The conference started off with a great keynote by Jake Wharton and Jessie Wilson about how HTTP works. We are often concerned about the client side, or server side, but not too much about how they communicate. They provided an understandable description of this middle bit of our work, and how it affects the speed of our applications.
There were so many other great talks at the conference as well. It's difficult to pick only a couple to talk about. Mallika Potter encouraged us to make our apps accessible to the 1 in 5 people in the US with a disability. I learned a bunch from Jonathan Maltz about what it takes to be a great mentor. Huyen Tue Dao also got me really excited to try out Constraint Layout. These are only a few of my favorites, and I encourage you to check out the videos.
While there, I was also able to give my talk about decompiling Kotlin as the day 2 keynote. In it, I showed how decompiling Kotlin bytecode into Java can help inform us about how Kotlin works.

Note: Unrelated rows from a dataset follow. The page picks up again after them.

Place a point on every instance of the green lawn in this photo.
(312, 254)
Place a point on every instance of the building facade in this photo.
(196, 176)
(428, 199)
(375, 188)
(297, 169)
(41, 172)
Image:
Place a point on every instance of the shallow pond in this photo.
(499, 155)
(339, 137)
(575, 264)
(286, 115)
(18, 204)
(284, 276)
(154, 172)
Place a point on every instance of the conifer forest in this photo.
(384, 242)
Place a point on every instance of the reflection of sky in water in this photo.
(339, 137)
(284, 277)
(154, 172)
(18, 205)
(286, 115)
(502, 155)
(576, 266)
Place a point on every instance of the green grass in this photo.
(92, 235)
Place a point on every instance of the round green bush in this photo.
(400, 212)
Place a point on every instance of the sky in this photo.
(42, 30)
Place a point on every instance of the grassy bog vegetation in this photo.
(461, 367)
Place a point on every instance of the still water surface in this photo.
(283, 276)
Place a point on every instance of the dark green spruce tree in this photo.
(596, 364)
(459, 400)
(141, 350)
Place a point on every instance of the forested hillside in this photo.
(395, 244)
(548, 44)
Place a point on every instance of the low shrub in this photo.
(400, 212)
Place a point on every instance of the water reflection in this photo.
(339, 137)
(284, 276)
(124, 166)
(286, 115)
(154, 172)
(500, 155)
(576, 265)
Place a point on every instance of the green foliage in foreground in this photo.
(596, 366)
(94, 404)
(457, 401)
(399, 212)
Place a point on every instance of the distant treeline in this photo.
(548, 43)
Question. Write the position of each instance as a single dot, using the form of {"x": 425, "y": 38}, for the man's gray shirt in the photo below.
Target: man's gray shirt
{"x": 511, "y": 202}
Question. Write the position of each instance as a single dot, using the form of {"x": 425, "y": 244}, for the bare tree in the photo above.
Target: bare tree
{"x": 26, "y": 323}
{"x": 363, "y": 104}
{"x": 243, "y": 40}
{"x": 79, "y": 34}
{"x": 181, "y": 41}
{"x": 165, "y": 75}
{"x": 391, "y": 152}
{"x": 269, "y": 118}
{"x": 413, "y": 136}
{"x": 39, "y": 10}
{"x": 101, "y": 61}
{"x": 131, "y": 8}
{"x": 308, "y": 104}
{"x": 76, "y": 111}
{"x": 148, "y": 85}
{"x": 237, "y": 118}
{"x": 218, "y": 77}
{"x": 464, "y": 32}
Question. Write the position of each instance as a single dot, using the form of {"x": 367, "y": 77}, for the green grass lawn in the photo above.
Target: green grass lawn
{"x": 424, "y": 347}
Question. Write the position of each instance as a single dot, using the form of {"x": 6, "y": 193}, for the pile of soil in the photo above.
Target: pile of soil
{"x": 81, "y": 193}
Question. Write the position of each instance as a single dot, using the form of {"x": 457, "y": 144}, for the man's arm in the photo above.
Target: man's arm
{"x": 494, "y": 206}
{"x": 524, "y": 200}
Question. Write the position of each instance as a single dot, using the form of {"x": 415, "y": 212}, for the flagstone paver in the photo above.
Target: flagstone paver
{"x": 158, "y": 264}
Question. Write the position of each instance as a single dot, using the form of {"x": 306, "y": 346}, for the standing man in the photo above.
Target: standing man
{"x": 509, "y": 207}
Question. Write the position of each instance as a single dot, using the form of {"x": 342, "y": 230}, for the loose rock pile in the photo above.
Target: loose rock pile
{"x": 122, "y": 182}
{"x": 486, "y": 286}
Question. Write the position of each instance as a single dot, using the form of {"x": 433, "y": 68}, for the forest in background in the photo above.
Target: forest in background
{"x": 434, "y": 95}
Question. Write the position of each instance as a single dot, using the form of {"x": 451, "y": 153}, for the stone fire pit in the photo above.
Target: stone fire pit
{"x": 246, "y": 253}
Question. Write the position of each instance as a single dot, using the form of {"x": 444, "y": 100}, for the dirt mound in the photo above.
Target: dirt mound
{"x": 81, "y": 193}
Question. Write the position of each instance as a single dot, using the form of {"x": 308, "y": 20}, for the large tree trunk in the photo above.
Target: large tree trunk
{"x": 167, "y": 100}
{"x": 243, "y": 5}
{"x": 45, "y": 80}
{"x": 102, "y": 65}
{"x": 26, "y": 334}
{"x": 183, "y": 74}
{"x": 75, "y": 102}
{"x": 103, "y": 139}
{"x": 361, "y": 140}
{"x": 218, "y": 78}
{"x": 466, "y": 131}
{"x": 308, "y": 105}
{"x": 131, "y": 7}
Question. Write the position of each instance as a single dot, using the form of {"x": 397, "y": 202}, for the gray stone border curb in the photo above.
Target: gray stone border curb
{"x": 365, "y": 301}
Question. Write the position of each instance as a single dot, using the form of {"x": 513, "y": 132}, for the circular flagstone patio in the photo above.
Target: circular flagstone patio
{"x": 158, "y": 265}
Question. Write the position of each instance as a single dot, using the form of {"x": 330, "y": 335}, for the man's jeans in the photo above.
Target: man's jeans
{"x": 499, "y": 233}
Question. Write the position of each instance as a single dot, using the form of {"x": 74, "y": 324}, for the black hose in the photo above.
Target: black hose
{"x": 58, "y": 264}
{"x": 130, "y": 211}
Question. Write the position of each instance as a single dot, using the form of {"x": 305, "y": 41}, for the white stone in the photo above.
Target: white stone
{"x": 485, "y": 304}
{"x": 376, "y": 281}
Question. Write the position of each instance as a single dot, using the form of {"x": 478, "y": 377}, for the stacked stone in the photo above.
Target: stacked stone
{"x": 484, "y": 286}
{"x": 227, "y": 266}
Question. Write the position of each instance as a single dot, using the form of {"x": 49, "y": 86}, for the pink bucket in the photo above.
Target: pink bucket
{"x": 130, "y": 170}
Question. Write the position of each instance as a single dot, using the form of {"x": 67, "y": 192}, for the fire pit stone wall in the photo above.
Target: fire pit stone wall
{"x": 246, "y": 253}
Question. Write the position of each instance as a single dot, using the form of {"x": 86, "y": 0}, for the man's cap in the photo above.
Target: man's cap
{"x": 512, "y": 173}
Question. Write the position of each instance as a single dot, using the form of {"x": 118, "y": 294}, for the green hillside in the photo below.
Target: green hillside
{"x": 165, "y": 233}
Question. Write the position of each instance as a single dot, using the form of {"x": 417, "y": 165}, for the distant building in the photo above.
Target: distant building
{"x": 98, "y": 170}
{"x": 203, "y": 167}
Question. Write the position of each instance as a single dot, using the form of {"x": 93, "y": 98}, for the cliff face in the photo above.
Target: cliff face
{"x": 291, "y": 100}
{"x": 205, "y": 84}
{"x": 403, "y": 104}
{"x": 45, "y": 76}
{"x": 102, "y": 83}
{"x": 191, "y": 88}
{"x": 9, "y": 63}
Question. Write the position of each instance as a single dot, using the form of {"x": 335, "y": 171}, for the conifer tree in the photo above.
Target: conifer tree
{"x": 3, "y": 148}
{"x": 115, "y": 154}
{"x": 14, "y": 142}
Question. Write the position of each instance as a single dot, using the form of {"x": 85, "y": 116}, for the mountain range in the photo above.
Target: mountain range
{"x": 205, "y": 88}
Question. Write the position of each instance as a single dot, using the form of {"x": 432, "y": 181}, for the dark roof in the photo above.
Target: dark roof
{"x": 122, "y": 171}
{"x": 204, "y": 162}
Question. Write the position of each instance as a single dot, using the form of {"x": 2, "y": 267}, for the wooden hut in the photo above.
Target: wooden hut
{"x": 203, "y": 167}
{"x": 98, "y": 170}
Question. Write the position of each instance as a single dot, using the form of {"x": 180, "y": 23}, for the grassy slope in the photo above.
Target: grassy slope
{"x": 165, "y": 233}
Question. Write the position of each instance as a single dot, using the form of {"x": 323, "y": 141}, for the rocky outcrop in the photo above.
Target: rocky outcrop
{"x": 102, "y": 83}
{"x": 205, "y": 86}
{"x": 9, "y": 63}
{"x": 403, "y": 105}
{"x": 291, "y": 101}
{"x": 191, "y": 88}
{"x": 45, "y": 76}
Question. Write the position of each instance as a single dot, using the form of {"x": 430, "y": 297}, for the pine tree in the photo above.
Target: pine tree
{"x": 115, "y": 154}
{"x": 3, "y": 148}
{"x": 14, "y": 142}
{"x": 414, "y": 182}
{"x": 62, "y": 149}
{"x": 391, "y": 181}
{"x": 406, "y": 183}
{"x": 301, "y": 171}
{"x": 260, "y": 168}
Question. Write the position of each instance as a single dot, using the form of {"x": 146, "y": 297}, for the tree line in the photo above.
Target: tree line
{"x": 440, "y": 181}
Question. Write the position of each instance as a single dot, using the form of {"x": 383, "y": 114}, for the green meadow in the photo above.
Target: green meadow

The community of the conference was also a great one to walk into. There was about 180 attendees, which was a great size to get to really know your fellow conference attendees. As with many tech conferences, there was a minority of women, but those of us who were there were able to join together as a strong representation.
Of course, what is a conference without stickers! I brought Kotlin and Collective Idea stickers with me to share. We had a fun time searching for our favorite stickers.
One thing I enjoyed about the conference is their dedication to the community. To be able to reach out into Chicago, and not just huddle in the conference center was through the use of lunch vouchers. Instead of having lunch catered, we had vouchers to some local resturants in the area. This allowed a distribution of the conference's impact, and gave the attendees and opportunity to explore more of the city. I was able to visit the office of some fellow attendees as well because of this.
Collective Idea was a supporting sponsor of the event, and I'm proud of it. Chicago Roboto is just getting started, and I'm excited to see where it goes. I hope to see you there next year!